Riccitiello: Investors need to “catch up” with EA, SWTOR “solid, successful, profitable”

Wednesday, 9th May 2012 23:55 GMT By Brenna Hillier

EA’s stock took a bit of a beating in the wake of its financial briefing earlier this week, but CEO John Riccitiello says investors are behind the times.

“I think investors are eventually going to catch up with the company,” he told CNBC’s Mad Money.

“We’ve beat our guidance on the top line, came in at the every high end on APS, and guided a 38% APS growth in the coming year, after launching a whole bunch of blockbusters.

“So: Nothing to apologise for. I think it’s good now; [when] it gets better, investors are gonna see it.”

Host Jim Craner suggested investors had become more excited about the success of Star Wars: The Old Republic than was justified, and are disappointed as a result, a sentiment Riccitiello agreed with.

“When we originally started the franchise, our plan was to break 1 million subscribers. Our investment case was 1.2 million. We told the street yesterday we’re at 1.3 million,” he said.

“We happened to have an earnings call right in the launch period, where we hit 1.7 million,” he added, ruefully. “We have an obligation to tell them the facts. Realistically, I think it’s a solid success.”

Riccitiello reiterated comments from his the investor briefing in which he stressed that EA never planned for The Old Republic to ourperform its top five franchises, like FIFA and Madden.

“Some people are treating it like it’s the only thing that matters. For what it’s worth, it’s a solid, successful, profitable franchise,” he concluded.



  1. TheWulf

    This just seems like it’s talking big for morale, but really, it just makes them seem scared. It’ll be interesting to see what the future holds for EA.

    #1 3 years ago
  2. Kabby

    No it won’t.

    #2 3 years ago
  3. endgame

    So they took one of the best movie franchises and one of the best gaming franchises and somehow, against all odds, made nothing more than a mediocre game, which you have to pay to play.. Impressive feat EA/Bioware!

    #3 3 years ago
  4. TheBlackHole

    I quite like JR – he’s done a lot of good things at EA.

    #4 3 years ago
  5. GrimRita

    When was the last time EA actually made a FULL YEARS profit? Q4 is always the main one, as almost all their titles come out in the same period.

    I think JR misses the point with SWTOR. Investors have a right to be worried – if any game loses almost 700k of players in since launch, I would be worried.

    It might of had the ‘most successful launch’ but it must claim the crown as the ‘biggest freefall of user base since launch’ as well. And if their almighty 1.2 patch wasnt enough to increase interest, they are fucked

    #5 3 years ago
  6. viralshag

    While I’m not one of the EA-haters (they’re actually my favourite pub), this seems a silly thing to say. You’re saying your investors are behind the times?

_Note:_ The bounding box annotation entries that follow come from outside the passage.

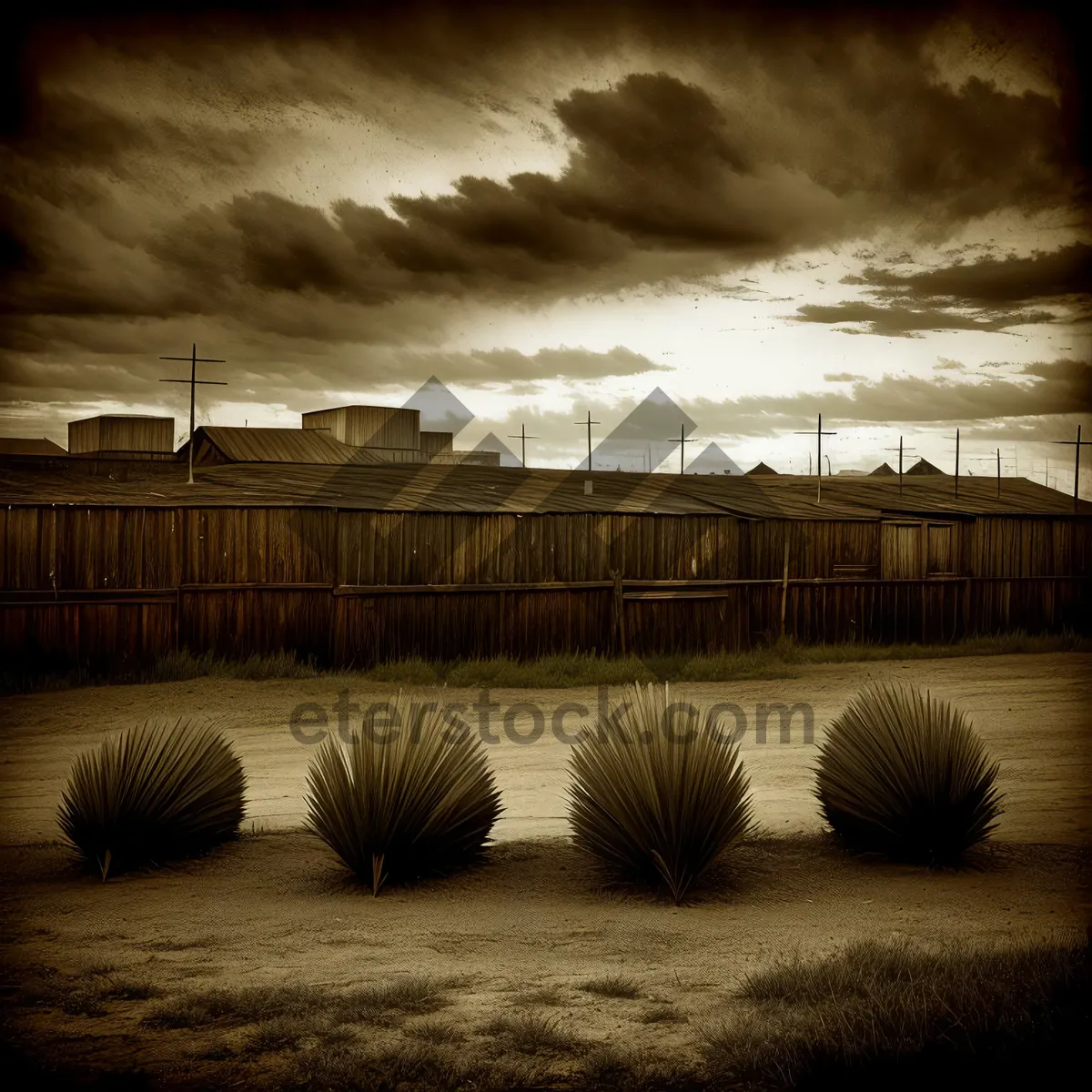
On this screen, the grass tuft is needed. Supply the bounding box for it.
[703,941,1090,1087]
[569,684,752,905]
[480,1011,586,1055]
[307,692,500,895]
[58,719,245,880]
[814,683,1001,866]
[577,974,641,1000]
[6,632,1092,693]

    Based on how quickly you are hemorrhaging subs you should easily see that TOR can be put in the same list as WAR and AoC. And these days the first six months are extremely telling for an MMO, you’re most likely never going to see a higher number of subs than you did at launch and you most likely will continue to lose subs until only the die-hard remain.

    That is of course if they remain as a sub-based MMO. If they go F2P, then we will see the usual “news” that “Hey, our active users just went up by like 300%!!!” and then never hear anything again because at that point the game just ticks over with an occasional content update.

    I reckon subs will level out at about 700-800k, if that. If they can turn a profit from that this will never go F2P. How long did it take before WAR went F2P? Thinking about it… did it ever?

    #6 3 years ago
  7. DSB

    @6 Nail on the head.

    I think it’s too early to pronounce SWTOR as WAR: Part 2, but I think it’s obvious that it’s not going to be a WoW killer, or even a WoW heir, which was always the intention. It’s the most expensive game that EA ever did, costing astronomical amounts, so even if it sits comfortably making a modest profit, that’s still not going to be hitting the target.

    I wouldn’t be surprised if it rallied to around the 1.5 million mark, but then it could easily go the other way as well.

    WAR crashed to 300.000 pretty early, so that was arguably a bigger disaster, but the interesting is that EA did the exact same thing they’re doing now. Everything was fine on the outside, while Mythic were being torn apart from the inside. There were quite a few articles written on the subject.

    I don’t think it’s a lot of fun to be a studio that isn’t delivering to someone like EA.

    @5 Currently they’re buying up everyone, which is pretty normal behaviour for EA until the bubble pops and it’s time to fire most of them again. The fact that you aren’t making a profit doesn’t mean that you aren’t adding value though.

    Personally I think it’s a totally irresponsible way to run a business, and especially to treat other human beings, but they’ve been doing it for the better part of two decades now.